Journal of Clinical Neurophysiology, 2008
The purpose of this study was to describe the methodology necessary for simultaneous recording of intracranial EEG (ICEEG) and magnetoencephalography (MEG) and to assess the sensitivity of whole-head MEG versus depth electrode EEG in the detection and localization of epileptic spikes. Interictal MEG and depth electrode activities from the temporal mesial and occipital lobes were simultaneously recorded from four candidates for epilepsy surgery. Implanted depth electrodes identified neocortical and mesial structures of ictal onset. Interictal spikes detected by these same depth electrodes were compared with simultaneous MEG events. MEG detections of ICEEG spikes, ICEEG versus MEG spike amplitudes, number of ICEEG contacts involved in the spike, and anatomic locations of MEG equivalent current dipoles were analyzed.

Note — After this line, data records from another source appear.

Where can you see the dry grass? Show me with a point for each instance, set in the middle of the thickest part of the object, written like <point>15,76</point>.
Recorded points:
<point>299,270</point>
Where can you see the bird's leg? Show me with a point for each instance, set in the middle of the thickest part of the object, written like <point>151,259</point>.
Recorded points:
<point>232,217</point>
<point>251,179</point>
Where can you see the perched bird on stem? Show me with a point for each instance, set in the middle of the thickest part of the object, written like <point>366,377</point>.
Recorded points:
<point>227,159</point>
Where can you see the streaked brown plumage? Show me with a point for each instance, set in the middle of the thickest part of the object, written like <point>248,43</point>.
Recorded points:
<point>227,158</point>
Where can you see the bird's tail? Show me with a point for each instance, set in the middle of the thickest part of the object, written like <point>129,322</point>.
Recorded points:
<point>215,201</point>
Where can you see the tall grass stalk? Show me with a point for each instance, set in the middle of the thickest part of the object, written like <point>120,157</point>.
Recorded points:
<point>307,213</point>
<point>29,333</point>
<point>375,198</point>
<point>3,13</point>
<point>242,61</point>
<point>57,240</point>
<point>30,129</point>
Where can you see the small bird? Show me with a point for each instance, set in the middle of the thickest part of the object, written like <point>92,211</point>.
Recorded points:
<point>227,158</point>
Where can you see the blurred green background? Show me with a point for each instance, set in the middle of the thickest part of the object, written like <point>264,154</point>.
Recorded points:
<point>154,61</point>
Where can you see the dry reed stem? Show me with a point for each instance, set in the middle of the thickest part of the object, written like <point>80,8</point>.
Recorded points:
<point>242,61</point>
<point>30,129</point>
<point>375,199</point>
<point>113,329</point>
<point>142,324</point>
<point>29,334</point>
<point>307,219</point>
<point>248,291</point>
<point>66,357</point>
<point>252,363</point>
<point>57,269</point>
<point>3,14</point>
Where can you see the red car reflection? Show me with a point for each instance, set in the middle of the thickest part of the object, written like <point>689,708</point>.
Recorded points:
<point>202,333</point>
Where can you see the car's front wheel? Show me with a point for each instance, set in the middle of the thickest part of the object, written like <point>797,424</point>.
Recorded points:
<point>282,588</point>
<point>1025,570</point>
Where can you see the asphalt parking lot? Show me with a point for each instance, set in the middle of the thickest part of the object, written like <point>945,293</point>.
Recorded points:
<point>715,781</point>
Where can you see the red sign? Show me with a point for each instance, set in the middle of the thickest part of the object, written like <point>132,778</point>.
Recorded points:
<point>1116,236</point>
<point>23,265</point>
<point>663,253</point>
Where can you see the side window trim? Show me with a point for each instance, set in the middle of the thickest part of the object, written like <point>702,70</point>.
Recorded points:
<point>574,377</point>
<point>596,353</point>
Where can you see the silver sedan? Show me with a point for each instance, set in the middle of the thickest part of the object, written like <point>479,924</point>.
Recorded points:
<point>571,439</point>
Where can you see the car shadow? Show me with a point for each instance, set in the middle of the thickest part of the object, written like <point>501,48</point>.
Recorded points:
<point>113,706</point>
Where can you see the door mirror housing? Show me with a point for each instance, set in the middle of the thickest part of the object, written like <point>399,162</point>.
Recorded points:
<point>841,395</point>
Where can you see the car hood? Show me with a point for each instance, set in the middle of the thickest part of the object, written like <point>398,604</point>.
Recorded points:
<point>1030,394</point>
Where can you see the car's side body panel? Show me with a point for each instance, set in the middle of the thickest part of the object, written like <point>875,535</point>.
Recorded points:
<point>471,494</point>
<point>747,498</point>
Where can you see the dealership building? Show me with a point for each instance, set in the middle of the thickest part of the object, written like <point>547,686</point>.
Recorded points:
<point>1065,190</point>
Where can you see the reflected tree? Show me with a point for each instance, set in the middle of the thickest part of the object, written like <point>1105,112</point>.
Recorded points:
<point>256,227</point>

MEG detected and localized 95% of the neocortical spikes, but only 25% to 60% of spikes from mesial structures. Mesial temporal spikes resulted in lower MEG spike amplitudes, when compared with neocortical spikes. Equivalent current dipoles of MEG spikes localized to the ictal onset zones in all four patients. MEG can detect and localize interictal epileptiform spikes that are recorded from depth electrodes in both neocortical and mesial structures, despite the lesser amplitude of spikes of mesial origin.